I am a novelist, short story writer, essayist, academic, and teacher with more than three decades worth of experience in undergraduate and graduate education. I have taught critical theory, American literature, modernism, and creative writing.
I have directed two Study Abroad programs in London for the University of Connecticut (in 1999-2000 and 2007-2008), and developed programs in creative writing at UCONN, Kingston University (London) and, most recently, at St Mary's University College. From 2007-2013, I developed the first MFA program in creative writing at Kingston University, directing that program from 2011-2013. From 1989 until 2007, I developed the Creative Writing program at University Connecticut - editing the literary magazine, initiating a Visiting Writers program that is now known as one of the best in the country, and promoting recruitment of experienced CW faculty. I directed several strong PhD dissertations for candidates who have gone on to productive careers in university teaching and research. In 2007, I joined the faculty at Kingston University. I directed more than two dozen dissertations at the MA and MFA levels, and I established potentially productive relationships with several American MFA programs and their faculties.
I have received a Student-Led Teaching Award for Best Program Development as well as being Runner Up as Best Postgraduate Tutor. I am currently half-time at SMUC, and enjoy my time there teaching at the undergraduate level while helping develop their new MA program in First Novel Writing. Additionally, at City Lit, I am currently developing their first online program in creative writing.
I consider myself an enthusiastic, energetic, and confident teacher - whatever the age or experience of my students. I am also a native Californian and would love an opportunity to put my four decades of teaching experience to use in my home state. I enjoy writing sentences, paragraphs, stories and essays; I hope to communicate that same sense of pleasure in writing to my students.
Education & Certification
Undergraduate Degree: University of California-Los Angeles - Bachelors, English
Graduate Degree: University of California-Irvine - PHD, English
Reading, writing, movies, and current affairs
Q & A
How can you help a student become an independent learner?
Through patience, repetition, and practice. And by teaching them ways to read, evaluate, and revise their own prose.
How would you help a student stay motivated?
Teach them the pleasures of good prose, which are most apparent when you read good prose out loud. I also encourage them to WRITE AND READ GOOD PROSE every day!
If a student has difficulty learning a skill or concept, what would you do?
Help them understand that we don't learn new concepts by banging our heads against them. Doing a little work on the problem every day will get you through in the end.

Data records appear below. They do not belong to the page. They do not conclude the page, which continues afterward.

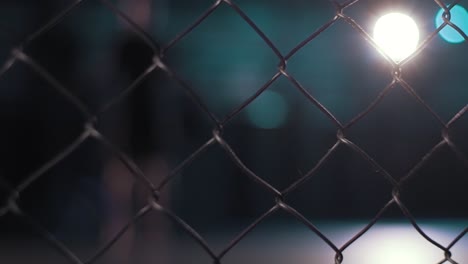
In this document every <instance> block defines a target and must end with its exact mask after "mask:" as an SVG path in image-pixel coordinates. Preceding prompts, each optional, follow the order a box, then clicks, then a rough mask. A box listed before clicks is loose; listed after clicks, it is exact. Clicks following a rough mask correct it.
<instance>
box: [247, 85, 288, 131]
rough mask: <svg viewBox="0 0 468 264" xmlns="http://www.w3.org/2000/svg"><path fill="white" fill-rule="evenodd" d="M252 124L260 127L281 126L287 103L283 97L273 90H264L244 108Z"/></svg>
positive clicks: (282, 124) (276, 126)
mask: <svg viewBox="0 0 468 264" xmlns="http://www.w3.org/2000/svg"><path fill="white" fill-rule="evenodd" d="M246 112H247V118H248V120H249V121H250V123H251V124H252V125H254V126H255V127H258V128H262V129H274V128H279V127H281V126H282V125H283V124H284V123H285V122H286V119H287V113H288V104H287V102H286V100H285V99H284V97H283V96H282V95H281V94H279V93H277V92H275V91H269V90H267V91H265V92H263V94H262V95H260V97H258V98H257V99H256V100H255V101H253V103H252V104H251V105H250V106H249V107H248V108H247V109H246Z"/></svg>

How do you help students who are struggling with reading comprehension?
Reading aloud - to yourself, or to others - is a great way to learn to appreciate the pleasures of good prose. Once you enjoy those pleasures, you will want to communicate those pleasures to other readers. Reading requires patience, focus, and a GOOD book - NOT necessarily a book you are SUPPOSED to read!
What strategies have you found to be most successful when you start to work with a student?

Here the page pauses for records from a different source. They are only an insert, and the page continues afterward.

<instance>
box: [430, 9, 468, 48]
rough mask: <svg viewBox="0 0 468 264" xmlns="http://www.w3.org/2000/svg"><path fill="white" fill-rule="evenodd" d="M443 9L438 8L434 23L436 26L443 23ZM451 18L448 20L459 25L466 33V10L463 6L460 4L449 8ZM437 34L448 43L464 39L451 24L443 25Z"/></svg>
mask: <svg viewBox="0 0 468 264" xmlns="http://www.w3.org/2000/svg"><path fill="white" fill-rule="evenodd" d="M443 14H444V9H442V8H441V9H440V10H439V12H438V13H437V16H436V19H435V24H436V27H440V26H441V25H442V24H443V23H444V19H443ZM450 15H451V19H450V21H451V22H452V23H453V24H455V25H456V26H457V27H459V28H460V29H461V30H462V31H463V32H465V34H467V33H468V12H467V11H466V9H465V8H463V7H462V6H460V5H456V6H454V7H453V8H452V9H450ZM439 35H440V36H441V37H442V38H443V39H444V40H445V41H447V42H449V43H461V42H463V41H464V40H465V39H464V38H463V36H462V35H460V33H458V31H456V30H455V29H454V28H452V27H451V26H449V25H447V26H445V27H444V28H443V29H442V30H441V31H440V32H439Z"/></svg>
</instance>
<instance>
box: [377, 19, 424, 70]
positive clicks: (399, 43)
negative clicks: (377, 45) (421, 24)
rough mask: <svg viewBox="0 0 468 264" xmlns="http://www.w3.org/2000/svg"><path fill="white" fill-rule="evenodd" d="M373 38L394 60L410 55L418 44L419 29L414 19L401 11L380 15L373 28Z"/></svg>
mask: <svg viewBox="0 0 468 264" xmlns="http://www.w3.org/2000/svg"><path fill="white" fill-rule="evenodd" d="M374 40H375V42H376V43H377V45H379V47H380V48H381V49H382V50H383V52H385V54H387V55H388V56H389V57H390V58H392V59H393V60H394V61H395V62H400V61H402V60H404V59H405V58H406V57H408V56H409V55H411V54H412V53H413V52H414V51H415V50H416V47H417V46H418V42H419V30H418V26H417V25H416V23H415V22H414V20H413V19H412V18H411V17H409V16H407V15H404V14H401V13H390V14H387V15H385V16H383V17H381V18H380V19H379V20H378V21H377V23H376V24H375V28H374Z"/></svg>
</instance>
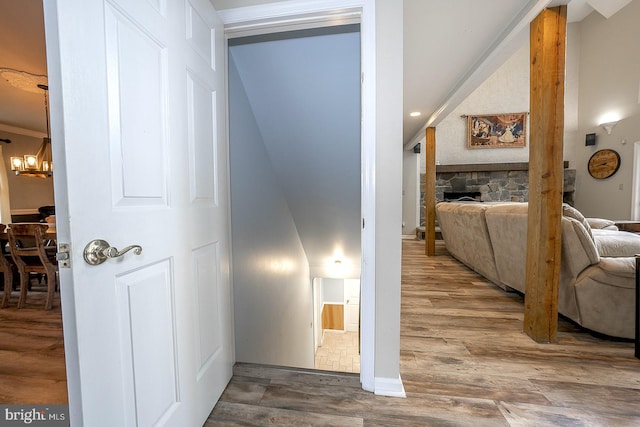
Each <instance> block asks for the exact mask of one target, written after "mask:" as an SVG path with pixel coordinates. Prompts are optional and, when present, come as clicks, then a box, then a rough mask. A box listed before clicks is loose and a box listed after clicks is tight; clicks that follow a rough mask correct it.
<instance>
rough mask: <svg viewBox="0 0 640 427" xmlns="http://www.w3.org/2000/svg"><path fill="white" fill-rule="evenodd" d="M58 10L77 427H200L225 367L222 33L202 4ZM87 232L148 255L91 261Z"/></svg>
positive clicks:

Patience, clarity, repetition. I find that close reading of work - the student's reading assignment, or the student's first written response to that assignment - is a good place to start thinking about how sentences operate.
How would you help a student get excited/engaged with a subject that they are struggling in?

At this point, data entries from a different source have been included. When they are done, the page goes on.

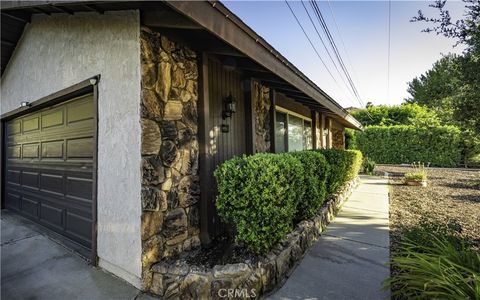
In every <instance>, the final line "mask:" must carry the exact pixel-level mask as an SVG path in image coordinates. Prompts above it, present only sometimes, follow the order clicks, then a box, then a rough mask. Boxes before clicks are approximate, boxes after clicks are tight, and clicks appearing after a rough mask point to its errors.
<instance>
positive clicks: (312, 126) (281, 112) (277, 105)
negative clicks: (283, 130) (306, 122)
mask: <svg viewBox="0 0 480 300" xmlns="http://www.w3.org/2000/svg"><path fill="white" fill-rule="evenodd" d="M277 112H279V113H283V114H285V115H286V128H285V129H286V130H285V136H284V143H285V153H288V152H290V149H289V148H290V147H289V145H288V126H289V124H290V116H294V117H297V118H300V119H302V132H305V121H307V122H310V129H311V130H312V131H313V130H314V128H312V127H313V122H312V119H311V118H309V117H307V116H304V115H302V114H299V113H297V112H294V111H291V110H289V109H286V108H284V107H281V106H278V105H276V106H275V113H277ZM276 126H277V124H276V122H275V129H276ZM310 138H312V139H313V133H312V134H311V136H310ZM312 142H313V141H312ZM312 149H313V144H312Z"/></svg>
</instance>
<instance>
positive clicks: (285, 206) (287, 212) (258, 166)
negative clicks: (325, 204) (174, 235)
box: [214, 154, 304, 253]
mask: <svg viewBox="0 0 480 300" xmlns="http://www.w3.org/2000/svg"><path fill="white" fill-rule="evenodd" d="M303 173H304V172H303V167H302V165H301V163H300V161H299V160H298V159H296V158H295V157H294V156H293V155H287V154H256V155H253V156H248V157H245V156H244V157H236V158H233V159H231V160H228V161H226V162H224V163H223V164H222V165H221V166H220V167H219V168H218V169H217V170H215V173H214V175H215V178H216V179H217V183H218V196H217V200H216V203H215V205H216V207H217V210H218V214H219V215H220V217H222V219H223V220H225V221H227V222H231V223H233V225H234V227H235V230H236V236H235V238H236V240H237V241H238V242H243V243H244V245H245V247H246V248H247V249H248V250H250V251H253V252H255V253H265V252H267V251H268V250H270V249H271V247H272V246H273V245H275V243H277V242H278V241H279V240H280V239H282V238H283V237H284V236H285V235H286V234H287V233H288V232H290V231H291V229H292V224H293V218H294V216H295V213H296V207H297V205H298V203H299V202H300V200H301V199H302V197H303V194H304V190H303V186H304V185H303V184H304V178H303Z"/></svg>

Encouraging the student to find their own personal interest in a text, an argument, an issue - and proceeding from there.
What techniques would you use to be sure that a student understands the material?
Discussion, reading aloud, Socratic questions. It often helps for the student to write down their first responses to a text or a problem, and trying to revise that response for clarity and argument.
How do you build a student's confidence in a subject?
Finding THEIR interest in a subject is step one. Helping them understand that what they're TOLD to understand is not necessarily quite as interesting!
How do you evaluate a student's needs?
I ask them: "Hey, what are your needs?" I find that most students need the same things: practice, daily exercise in the subject, and developing their own personal enthusiasm.
How do you adapt your tutoring to the student's needs?
I try, try again.
What types of materials do you typically use during a tutoring session?
Normally we will discuss the student's interests in a subject. Then we will explore a text, or an issue, from the student's course work. Then, most importantly, we will look closely at the student's prose, and develop techniques for revising, and clarifying that prose.
What is your teaching philosophy?
Try, try again. And WRITE AND READ EVERY DAY!
What might you do in a typical first session with a student?
As I said, read closely (and sometimes aloud) significant passages from the student's own work, or assigned reading, and discuss.